Lecture 12: Data carpentry with `tidyverse`¶

STAT598z: Intro. to computing for statistics¶

Vinayak Rao¶

Department of Statistics, Purdue University¶

We will use a dataset of movies scraped off IMDB: https://www.kaggle.com/deepmatrix/imdb-5000-movie-dataset

Available from the class website

In [ ]:

movies_orig <- read.csv('./Data/movie_metadata.csv')
movies      <- movies_orig
# Can view this in RStudio using View(movies)
movies[1,]

In [ ]:

unique(movies$director_name)

In [ ]:

unique(movies$director_name[movies$imdb_score>8.5])

In [ ]:

(movies$movie_title[movies$imdb_score>9])

In [ ]:

library('tidyverse')
movies <- as_tibble(movies)

Most functions that works with dataframes works with tibbles

functions in tidyverse require tibbles
additionally, tibbles have some nice conveniences

In [ ]:

my_rnd <- tibble(x=rnorm(10), y = x+1, z = x>0)
print(my_rnd) # tibbles also print a bit more nicely

The 'pipe' operator `%>%`¶

tidyuniverse gets this from package purrr

magrittr offers additional functionality

A side point on infix functions¶

%func_name% is syntax for infix (rather than prefix) functions:

In [ ]:

'%plus%' <- function(x,y) x+y
    
1 %plus% 2; '%plus%'(3,4)

%>% pipes output of first function to first argument of the second

Can give more readable code. E.g. consider

In [ ]:

range(
      movies$actor_1_facebook_likes[
        order(
              movies$imdb_score, decreasing = T
             )
       ][1:10]
     )
# range(movies$actor_1_facebook_likes[
#   order(movies$imdb_score, decreasing = T)][1:10])

Have to parse code from inside to outside.

In [ ]:

movies$imdb_score %>% 
  order(decreasing = T) %>% 
  movies$actor_1_facebook_likes[.] %>%  #What are the arguments to '['?
  .[1:10] %>%
  range

By default, output of function to left of %>% is the first argument of the function to the right

Use . as placeholder if argument you are piping to is not the first

In [ ]:

4 %>% log(2) # log(4,2)

In [ ]:

4 %>% log(2,.) # log(2,4)

Can pipe to multiple arguments

In [ ]:

2 %>% log(.+6,.) # log(8,2)

Pipes in pipes are possible (but be careful)

In [ ]:

2 %>% log(.+6 %>% .^2 %>% print,.); log(38,2)

tiyverse gets %>% from the purrr package

The magrittr package provides more such functions.
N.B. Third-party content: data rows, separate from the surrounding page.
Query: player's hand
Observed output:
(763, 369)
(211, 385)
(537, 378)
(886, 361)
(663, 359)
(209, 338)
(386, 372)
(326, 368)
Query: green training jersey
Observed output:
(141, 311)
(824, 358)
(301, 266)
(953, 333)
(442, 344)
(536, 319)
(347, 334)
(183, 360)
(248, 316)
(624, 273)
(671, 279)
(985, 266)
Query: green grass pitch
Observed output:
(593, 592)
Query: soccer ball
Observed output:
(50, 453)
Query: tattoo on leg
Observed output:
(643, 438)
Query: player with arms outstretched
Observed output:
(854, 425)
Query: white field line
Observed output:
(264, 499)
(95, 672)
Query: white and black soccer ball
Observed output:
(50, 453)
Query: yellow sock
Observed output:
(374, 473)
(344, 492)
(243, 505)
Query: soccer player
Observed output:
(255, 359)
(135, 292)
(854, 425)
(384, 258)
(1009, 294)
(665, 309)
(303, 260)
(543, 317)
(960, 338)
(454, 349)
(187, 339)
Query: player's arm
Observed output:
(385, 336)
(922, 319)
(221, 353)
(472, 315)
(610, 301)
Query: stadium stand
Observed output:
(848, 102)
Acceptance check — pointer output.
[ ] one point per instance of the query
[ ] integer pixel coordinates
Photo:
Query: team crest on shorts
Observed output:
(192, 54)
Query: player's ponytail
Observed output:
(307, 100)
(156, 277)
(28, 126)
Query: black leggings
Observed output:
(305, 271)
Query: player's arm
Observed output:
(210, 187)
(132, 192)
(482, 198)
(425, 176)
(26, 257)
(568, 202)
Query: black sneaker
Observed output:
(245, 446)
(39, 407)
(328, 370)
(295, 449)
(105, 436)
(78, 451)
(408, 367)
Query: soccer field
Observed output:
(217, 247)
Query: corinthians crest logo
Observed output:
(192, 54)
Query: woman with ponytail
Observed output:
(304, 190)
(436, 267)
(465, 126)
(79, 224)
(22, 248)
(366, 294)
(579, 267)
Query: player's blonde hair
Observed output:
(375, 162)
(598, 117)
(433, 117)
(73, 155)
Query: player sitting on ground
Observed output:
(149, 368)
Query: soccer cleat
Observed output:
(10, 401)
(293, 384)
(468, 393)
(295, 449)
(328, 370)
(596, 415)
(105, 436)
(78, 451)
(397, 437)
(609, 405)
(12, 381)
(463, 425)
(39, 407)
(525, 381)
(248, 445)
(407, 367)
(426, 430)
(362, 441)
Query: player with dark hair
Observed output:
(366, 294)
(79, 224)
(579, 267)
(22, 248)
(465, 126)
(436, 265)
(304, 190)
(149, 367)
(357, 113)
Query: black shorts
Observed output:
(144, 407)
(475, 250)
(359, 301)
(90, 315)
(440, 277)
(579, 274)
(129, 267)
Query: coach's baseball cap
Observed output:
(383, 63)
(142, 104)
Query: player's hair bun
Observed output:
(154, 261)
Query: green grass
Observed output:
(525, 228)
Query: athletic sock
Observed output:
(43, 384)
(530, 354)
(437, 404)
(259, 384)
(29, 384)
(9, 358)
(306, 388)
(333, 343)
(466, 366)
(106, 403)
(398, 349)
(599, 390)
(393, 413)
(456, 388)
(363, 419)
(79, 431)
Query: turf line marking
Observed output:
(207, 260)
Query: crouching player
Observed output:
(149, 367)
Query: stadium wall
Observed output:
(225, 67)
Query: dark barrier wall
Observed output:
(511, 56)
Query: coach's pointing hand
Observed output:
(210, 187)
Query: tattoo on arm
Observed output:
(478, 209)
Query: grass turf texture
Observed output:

E.g. the T-pipe %T>% passes the LHS onwards

useful for functions like plot where output isn't important

In [ ]:

library(magrittr); rnorm(100) %T>% hist  %>% mean

Our next package from tidyverse is dplyr

filter: pick observations by values (rows)
arrange: reorder rows
select: pick variables (columns) by their names
mutate: create new variables from existing variables
summarise: summarise many values

The scope of each is determined by group_by

For a more thorough overview, look at R for Data Science (http://r4ds.had.co.nz/transform.html#datatransformation)
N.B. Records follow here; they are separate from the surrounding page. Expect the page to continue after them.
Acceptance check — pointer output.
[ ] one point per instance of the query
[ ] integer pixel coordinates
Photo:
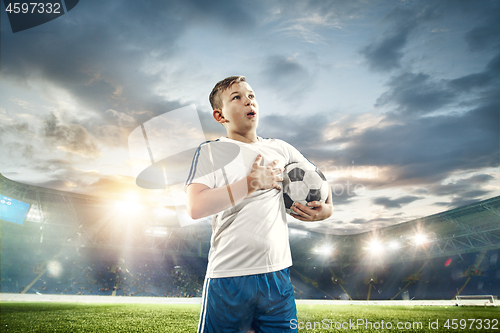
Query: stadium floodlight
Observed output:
(325, 249)
(375, 246)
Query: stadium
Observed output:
(70, 249)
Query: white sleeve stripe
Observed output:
(203, 314)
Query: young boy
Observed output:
(236, 179)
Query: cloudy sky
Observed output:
(396, 101)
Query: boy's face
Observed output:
(240, 110)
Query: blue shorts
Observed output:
(252, 303)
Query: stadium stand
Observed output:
(77, 244)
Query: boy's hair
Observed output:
(215, 95)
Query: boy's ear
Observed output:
(218, 116)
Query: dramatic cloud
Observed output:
(397, 102)
(71, 138)
(394, 203)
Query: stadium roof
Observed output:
(100, 223)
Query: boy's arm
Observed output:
(315, 210)
(204, 201)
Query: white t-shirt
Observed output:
(250, 237)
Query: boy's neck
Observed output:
(245, 138)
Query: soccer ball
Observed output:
(303, 183)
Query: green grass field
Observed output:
(102, 318)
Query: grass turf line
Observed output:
(103, 318)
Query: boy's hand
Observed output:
(264, 177)
(314, 211)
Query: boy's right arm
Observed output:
(204, 201)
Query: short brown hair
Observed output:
(215, 95)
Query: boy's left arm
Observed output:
(315, 210)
The filter `filter()` function¶

Select observations/rows based on value

Cleaner alternative to indexing with logicals and which

In [ ]:

deniro <- filter(movies,actor_1_name == "Robert De Niro")
deniro[,c('imdb_score','movie_title')]

In [ ]:

deniro_good <- movies %>% 
                filter(actor_1_name == "Robert De Niro", 
                        imdb_score > 8)
deniro_good[,c('imdb_score','movie_title')]
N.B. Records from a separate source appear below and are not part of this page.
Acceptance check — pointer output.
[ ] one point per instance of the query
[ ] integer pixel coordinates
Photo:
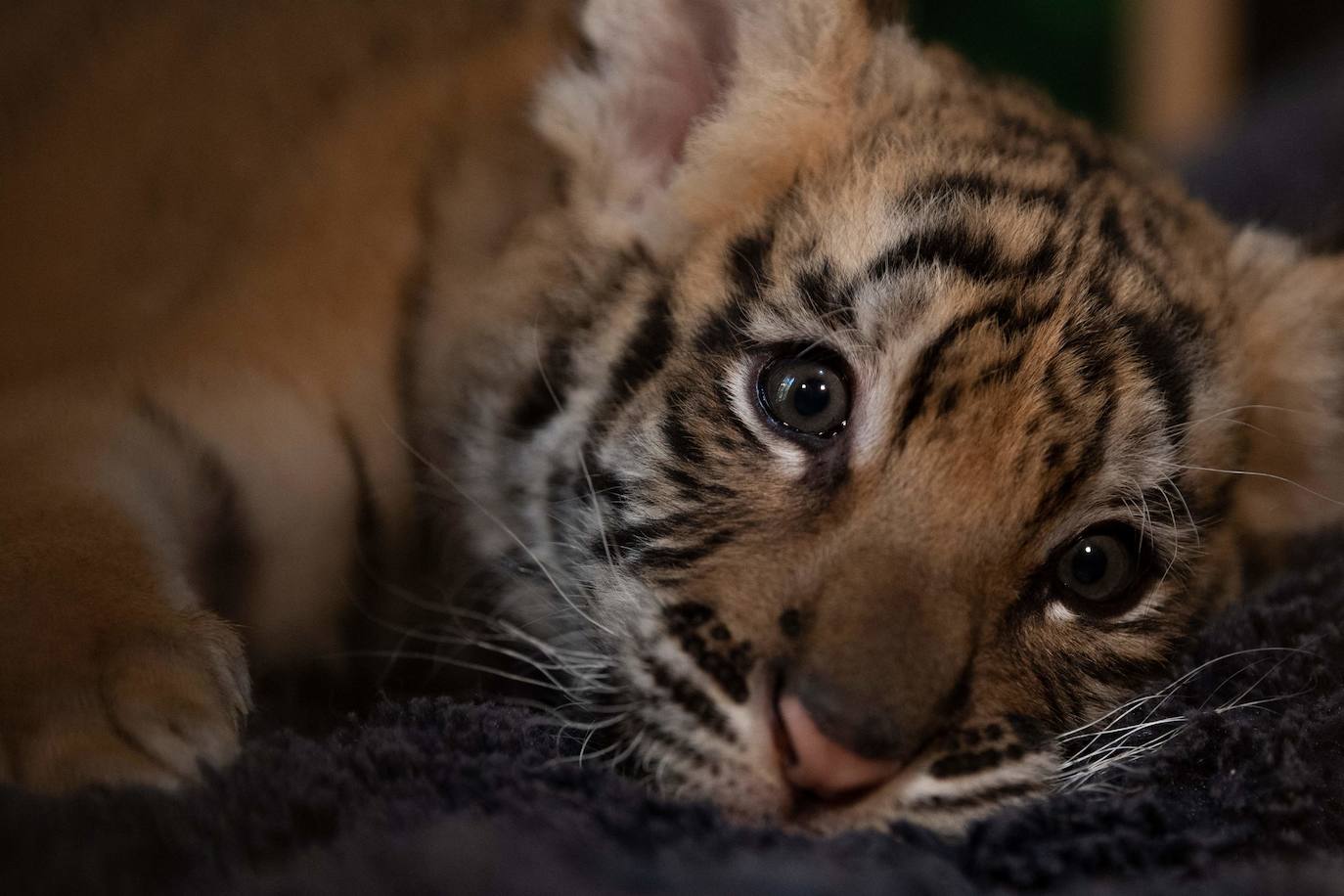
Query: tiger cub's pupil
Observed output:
(805, 396)
(1099, 567)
Multiple argument are equivalent to logical AND (&):

 deniro_good <- filter(movies,actor_1_name == "Robert De Niro" & imdb_score > 7)

Logical or's must be written using |

In [ ]:

dnr_pcn<-movies %>% 
         filter((actor_1_name=="Robert De Niro") |
                            (actor_1_name=="Al Pacino"), 
                        imdb_score > 7)
dnr_pcn[,c('actor_1_name','imdb_score','movie_title')]

The `select()` function¶

Unlike filter(), select() picks columns of a tibble

In [ ]:

select(deniro_good, movie_title, imdb_score)

In [ ]:

select(deniro_good, director_name:actor_2_name)[1:10,]

Can also use - to eliminate columns:

In [ ]:

select(deniro_good, -(director_name:actor_2_name))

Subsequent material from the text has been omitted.